Materials & Design (Aug 2020)
Phase transformations in novel hot-deformed Al–Zn–Mg–Cu–Si–Mn–Fe(–Sc–Zr) alloys
Abstract
Precipitation stages in the hot-deformed Al-5.28wt.%Zn-3.21wt.%Mg-1.48wt.%Cu-0.24wt.%Si-0.24wt.%Mn-0.14wt.%Fe(−0.23wt.%Sc-0.19wt.%Zr) alloys were investigated. Positron annihilation spectroscopy was employed for a study of vacancy assisted clustering of solutes on the atomic scale, type and concentration of open volume misfit defects and local chemical surroundings of defects. Microhardness testing, thermal analysis and microstructure observations were also used. The alloys contain the eutectic grain boundary phases: T-phase and α-Al (Mn,Fe,Si) phase. Positrons are trapped at Zn,Mg-containing Guinier-Preston (GP) zones with no open volume defects and at (precursors of) the η′-phase particles. Above ~150 °C precipitation of non-eutectic T-phase and coarsening of the S-phase particles are observed. Precipitate-matrix interfaces are characterized by vacancy-like misfit defects decorated by Si solutes.
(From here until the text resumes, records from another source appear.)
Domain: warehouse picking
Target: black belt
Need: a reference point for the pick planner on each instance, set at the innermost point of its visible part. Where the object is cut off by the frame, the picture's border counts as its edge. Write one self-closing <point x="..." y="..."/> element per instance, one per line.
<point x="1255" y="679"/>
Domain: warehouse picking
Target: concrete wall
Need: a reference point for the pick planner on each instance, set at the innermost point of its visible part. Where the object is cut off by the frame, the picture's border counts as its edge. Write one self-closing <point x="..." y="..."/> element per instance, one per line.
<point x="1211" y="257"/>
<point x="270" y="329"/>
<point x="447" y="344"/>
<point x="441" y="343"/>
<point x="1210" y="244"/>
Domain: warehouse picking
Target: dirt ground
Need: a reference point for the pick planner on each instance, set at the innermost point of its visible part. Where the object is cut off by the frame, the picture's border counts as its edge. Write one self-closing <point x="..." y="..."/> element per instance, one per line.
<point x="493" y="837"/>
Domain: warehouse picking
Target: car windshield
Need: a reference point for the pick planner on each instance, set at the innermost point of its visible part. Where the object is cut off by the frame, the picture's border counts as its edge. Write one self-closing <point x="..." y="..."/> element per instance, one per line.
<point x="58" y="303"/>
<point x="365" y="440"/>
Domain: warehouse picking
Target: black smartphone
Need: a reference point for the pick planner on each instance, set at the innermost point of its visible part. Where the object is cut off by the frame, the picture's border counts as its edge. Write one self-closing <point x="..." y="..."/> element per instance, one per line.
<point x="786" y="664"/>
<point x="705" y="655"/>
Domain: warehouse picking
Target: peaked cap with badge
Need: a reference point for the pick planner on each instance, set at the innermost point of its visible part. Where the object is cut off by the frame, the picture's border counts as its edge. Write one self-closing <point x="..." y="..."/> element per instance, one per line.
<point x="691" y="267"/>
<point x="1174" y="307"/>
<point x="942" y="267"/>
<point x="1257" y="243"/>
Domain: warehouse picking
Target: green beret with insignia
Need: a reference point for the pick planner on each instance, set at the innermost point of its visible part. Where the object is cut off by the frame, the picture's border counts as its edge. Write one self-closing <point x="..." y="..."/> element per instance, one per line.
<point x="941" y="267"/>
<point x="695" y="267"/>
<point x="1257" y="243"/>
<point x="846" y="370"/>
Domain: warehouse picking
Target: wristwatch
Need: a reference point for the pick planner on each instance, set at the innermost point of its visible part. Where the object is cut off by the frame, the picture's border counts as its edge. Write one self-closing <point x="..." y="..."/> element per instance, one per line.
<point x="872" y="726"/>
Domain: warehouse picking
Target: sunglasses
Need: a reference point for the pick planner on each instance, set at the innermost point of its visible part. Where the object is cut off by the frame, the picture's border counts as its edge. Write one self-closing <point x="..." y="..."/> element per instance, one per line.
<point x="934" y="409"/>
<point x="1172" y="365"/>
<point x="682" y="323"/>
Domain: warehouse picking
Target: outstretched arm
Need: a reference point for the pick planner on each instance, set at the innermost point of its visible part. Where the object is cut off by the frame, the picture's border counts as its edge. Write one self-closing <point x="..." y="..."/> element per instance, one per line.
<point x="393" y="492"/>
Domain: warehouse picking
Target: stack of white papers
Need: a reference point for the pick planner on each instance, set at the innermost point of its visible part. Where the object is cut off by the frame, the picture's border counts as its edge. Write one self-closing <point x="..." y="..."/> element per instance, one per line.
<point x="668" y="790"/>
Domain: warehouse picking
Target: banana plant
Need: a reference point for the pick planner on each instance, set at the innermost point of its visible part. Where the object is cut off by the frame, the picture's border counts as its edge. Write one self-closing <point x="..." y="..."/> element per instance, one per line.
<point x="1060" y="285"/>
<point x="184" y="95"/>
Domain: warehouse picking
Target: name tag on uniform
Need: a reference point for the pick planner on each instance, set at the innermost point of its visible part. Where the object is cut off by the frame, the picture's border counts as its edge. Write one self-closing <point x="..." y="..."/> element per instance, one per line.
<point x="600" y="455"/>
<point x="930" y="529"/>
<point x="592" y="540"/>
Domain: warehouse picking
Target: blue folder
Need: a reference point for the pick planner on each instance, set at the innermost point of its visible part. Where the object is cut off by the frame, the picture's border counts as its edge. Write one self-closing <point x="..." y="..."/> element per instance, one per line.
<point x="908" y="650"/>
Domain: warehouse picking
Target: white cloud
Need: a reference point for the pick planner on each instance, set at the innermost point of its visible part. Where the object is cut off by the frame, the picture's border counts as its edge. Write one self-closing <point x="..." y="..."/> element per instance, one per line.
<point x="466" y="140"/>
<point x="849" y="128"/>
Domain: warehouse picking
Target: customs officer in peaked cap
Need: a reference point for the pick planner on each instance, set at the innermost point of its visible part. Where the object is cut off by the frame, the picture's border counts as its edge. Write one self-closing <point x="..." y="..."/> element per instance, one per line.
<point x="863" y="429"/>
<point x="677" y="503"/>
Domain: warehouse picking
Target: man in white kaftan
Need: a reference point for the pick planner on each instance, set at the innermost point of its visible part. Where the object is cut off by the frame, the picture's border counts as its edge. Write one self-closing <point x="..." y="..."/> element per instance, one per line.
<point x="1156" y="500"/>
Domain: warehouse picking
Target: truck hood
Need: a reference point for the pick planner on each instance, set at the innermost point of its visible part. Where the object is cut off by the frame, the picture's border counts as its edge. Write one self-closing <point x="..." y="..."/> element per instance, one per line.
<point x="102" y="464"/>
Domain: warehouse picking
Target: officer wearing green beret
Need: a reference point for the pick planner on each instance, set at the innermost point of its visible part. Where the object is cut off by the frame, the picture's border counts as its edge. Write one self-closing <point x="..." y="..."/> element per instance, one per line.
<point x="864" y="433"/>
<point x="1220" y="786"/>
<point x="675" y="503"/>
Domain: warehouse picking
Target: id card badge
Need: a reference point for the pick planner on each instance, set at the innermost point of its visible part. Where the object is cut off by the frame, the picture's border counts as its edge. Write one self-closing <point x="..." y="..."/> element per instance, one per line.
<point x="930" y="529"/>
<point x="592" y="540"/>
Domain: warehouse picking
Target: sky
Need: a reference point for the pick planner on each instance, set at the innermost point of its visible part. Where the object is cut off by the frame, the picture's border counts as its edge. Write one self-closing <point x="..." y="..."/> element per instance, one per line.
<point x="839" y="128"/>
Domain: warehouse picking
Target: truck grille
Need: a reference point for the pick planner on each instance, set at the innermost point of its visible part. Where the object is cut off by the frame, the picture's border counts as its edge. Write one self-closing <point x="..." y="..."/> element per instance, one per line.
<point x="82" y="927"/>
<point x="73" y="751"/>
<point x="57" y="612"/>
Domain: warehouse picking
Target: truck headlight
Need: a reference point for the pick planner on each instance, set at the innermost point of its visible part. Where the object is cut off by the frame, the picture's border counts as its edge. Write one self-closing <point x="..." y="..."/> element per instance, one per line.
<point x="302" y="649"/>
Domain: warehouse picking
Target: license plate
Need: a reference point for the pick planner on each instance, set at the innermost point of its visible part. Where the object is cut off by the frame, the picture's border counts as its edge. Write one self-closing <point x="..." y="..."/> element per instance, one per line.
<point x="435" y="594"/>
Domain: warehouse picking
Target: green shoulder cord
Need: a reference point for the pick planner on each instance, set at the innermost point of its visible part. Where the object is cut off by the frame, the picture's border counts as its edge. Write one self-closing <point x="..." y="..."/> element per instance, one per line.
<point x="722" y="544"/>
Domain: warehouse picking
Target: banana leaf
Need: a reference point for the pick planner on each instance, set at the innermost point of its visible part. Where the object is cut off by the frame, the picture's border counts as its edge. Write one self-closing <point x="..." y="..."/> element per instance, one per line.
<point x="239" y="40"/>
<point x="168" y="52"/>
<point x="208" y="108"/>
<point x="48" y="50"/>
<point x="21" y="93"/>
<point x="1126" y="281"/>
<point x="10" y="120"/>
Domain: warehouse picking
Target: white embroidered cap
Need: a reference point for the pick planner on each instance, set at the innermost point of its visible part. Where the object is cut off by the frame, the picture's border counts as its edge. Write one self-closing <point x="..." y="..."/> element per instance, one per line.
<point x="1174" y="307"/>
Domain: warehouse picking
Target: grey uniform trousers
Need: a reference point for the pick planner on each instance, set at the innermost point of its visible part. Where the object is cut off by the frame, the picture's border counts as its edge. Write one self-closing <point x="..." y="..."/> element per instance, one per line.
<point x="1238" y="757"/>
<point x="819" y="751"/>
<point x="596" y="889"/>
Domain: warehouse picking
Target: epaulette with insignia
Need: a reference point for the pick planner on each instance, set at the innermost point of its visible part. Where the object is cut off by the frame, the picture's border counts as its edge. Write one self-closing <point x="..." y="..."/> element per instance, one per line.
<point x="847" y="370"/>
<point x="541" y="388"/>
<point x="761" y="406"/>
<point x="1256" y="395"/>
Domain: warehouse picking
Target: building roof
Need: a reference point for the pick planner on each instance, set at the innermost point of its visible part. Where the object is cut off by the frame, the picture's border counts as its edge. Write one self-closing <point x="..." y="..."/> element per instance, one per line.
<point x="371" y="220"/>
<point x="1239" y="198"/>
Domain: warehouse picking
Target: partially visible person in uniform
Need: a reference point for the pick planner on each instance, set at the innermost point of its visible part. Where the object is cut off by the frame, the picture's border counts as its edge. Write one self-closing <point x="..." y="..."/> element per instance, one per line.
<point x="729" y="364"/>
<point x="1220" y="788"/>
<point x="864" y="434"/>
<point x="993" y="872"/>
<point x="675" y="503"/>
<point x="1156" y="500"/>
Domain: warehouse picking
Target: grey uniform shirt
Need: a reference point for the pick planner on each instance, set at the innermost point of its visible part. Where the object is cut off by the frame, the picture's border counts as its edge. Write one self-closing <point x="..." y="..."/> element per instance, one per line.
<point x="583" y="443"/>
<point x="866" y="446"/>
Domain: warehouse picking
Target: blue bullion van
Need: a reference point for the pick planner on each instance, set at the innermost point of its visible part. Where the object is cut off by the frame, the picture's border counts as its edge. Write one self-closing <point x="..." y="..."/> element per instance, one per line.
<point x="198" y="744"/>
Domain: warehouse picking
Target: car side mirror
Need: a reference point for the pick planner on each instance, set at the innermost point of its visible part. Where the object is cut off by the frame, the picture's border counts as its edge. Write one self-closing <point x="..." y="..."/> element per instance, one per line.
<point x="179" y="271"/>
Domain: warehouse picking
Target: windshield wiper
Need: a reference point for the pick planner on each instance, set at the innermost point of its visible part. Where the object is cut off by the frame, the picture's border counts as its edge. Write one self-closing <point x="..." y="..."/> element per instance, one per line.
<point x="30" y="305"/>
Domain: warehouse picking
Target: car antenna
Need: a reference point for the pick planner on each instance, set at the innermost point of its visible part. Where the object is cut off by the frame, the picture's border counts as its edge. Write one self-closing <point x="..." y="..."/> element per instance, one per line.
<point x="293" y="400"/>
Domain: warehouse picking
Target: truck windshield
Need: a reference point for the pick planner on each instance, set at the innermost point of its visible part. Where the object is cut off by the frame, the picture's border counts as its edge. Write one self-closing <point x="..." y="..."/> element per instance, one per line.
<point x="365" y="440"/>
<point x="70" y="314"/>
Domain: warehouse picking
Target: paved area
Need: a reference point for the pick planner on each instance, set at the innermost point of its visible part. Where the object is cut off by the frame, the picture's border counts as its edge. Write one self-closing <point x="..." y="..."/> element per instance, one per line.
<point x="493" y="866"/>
Binding energies of vacancies to various solutes (Si, Zn, Cu, Mn, Sc and Zr) obtained by ab-initio calculations were computed. Si solutes exhibit the highest vacancy binding energy among the constituents of the studied alloys. Other solutes (especially Mg, Sc, Zr) repel vacancies. The alloy with Sc,Zr-addition contains incoherent primary Al3(Sc,Zr)-phase. Layered primary particles with different morphological features such as square and polygonal shapes contain Sc,Zr-rich layers.